Experience:
1/4/6+ years in production AI.
Responsibilities:
Intern
Assist with data cleaning, labeling, and preprocessing under direct supervision.
Run existing training scripts, log experiments, and document results.
Learn core ML concepts including model evaluation, overfitting, and common architectures.
Build small proof-of-concept notebooks and present findings to the team.
Junior (1+ year)
Train, evaluate, and fine-tune models using established frameworks (PyTorch, TensorFlow, HuggingFace).
Build and maintain data pipelines for feature extraction and model input preparation.
Write clean, reproducible experiment code with proper versioning and logging (MLflow, W&B).
Integrate trained models into backend services via REST APIs or batch inference jobs.
Mid-Level (4+ years)
Design end-to-end ML solutions, from problem framing and dataset strategy to deployment and monitoring.
Optimize model performance, latency, and cost across training and inference.
Build and improve internal tooling for experiment tracking, evaluation, and model serving.
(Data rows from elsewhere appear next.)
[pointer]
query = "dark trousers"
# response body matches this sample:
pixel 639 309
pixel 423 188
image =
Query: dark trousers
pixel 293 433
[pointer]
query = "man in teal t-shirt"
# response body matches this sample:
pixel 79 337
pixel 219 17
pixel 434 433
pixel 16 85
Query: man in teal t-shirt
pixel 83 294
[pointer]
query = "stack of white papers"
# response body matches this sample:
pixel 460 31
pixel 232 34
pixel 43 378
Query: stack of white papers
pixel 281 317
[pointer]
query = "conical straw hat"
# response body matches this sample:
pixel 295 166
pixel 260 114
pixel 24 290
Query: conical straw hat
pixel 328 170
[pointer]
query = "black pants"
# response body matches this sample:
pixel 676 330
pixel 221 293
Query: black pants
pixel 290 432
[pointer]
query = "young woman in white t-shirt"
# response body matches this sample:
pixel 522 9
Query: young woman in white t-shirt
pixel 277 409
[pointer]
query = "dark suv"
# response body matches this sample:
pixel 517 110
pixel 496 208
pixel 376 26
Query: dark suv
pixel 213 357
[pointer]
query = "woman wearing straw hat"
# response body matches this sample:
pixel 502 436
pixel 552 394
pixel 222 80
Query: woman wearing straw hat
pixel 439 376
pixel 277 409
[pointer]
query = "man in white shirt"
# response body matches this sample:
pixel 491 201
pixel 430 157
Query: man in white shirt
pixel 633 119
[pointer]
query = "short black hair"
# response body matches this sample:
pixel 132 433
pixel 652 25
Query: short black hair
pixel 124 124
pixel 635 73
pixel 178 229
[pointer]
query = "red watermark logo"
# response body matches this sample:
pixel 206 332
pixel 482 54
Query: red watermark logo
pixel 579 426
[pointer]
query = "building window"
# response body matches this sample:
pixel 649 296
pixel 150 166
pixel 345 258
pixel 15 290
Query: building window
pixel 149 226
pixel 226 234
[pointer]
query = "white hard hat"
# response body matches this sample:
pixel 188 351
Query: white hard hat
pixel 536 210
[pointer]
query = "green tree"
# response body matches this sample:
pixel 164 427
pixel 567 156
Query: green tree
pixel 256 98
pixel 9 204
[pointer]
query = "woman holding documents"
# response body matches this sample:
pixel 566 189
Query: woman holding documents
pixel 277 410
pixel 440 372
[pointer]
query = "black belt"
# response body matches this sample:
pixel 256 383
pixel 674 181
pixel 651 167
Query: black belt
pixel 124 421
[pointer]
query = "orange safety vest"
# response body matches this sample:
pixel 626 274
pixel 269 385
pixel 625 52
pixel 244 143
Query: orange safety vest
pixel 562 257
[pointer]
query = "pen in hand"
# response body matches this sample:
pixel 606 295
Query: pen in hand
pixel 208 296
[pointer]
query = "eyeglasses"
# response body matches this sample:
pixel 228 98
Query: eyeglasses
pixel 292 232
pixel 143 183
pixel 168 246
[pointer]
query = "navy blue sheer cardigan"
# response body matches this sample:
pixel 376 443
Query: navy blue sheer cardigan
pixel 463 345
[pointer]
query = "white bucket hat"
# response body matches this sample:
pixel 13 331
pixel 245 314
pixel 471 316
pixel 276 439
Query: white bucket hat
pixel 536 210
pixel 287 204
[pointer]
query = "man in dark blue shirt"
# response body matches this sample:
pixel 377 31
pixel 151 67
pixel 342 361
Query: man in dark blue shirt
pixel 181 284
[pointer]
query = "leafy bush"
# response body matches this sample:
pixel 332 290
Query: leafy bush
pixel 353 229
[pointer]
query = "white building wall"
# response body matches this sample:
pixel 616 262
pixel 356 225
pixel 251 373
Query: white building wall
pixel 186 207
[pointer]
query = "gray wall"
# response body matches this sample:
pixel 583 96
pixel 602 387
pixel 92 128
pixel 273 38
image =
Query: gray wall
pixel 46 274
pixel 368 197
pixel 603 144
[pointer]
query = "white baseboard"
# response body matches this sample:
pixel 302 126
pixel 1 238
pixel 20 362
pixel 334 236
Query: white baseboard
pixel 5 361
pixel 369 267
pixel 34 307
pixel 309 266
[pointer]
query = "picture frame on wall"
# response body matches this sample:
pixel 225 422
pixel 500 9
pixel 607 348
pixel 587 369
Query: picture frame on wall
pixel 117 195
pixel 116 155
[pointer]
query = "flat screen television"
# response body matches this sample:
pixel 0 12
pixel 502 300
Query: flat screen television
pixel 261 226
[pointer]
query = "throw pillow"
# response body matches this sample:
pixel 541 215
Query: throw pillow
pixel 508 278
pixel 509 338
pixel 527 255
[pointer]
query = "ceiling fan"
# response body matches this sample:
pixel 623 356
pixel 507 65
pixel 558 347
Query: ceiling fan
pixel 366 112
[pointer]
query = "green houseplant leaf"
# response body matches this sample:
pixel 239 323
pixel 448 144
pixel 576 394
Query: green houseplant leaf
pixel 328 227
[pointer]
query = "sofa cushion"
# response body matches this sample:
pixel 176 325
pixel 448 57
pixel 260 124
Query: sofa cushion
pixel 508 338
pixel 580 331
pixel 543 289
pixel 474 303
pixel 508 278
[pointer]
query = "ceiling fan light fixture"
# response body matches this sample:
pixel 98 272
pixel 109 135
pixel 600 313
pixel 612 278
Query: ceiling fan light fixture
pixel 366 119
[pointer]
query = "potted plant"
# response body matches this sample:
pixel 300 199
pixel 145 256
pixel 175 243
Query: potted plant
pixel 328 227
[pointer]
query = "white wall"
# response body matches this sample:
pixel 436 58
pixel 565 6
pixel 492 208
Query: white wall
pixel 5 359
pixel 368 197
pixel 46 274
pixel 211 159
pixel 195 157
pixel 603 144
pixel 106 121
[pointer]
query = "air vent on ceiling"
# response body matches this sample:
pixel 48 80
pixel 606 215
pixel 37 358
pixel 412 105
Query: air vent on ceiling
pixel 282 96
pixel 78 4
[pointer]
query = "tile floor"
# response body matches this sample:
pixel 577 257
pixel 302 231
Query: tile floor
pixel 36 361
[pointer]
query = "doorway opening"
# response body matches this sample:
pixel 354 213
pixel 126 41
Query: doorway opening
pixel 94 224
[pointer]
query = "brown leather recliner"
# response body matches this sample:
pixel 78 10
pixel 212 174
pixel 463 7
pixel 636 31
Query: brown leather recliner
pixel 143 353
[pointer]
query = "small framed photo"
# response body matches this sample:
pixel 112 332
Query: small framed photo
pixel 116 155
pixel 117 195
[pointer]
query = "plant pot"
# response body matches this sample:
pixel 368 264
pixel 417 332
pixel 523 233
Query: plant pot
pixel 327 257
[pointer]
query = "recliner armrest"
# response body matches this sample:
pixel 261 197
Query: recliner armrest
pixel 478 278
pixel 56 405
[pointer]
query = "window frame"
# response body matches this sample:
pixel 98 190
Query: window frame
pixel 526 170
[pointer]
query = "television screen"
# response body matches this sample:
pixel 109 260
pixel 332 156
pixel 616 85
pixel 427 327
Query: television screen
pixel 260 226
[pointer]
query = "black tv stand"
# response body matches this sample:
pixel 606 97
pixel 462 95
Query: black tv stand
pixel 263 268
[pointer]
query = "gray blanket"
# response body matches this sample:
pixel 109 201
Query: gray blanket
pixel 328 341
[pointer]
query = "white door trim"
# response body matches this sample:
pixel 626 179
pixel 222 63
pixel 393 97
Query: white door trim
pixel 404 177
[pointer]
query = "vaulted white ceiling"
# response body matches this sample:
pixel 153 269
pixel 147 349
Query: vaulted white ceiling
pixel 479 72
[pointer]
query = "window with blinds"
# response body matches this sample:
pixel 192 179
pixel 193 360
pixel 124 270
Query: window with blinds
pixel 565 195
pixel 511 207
Evaluate new techniques (LoRA, RAG, prompt engineering) and recommend adoption where appropriate.
Mentor juniors, review ML code and experiment design, and contribute to technical roadmaps.
Senior (6+ years)
Define the ML strategy, identifying where AI adds real business value and where it doesn't.
Architect production ML systems with focus on scalability, observability, and reliability.
Lead research-to-production cycles for complex problems (NLP, vision, recommendation, generative AI).
Own model governance including bias auditing, data privacy, and responsible AI practices.
Shape the team's technical direction, hiring bar, and engineering culture around ML best practices.
Nice to have (all levels): LLM/prompt engineering experience, vector databases, cloud ML services (AWS SageMaker, GCP Vertex), containerization, familiarity with ONNX/TensorRT for optimization, and experience with real-time inference or streaming pipelines.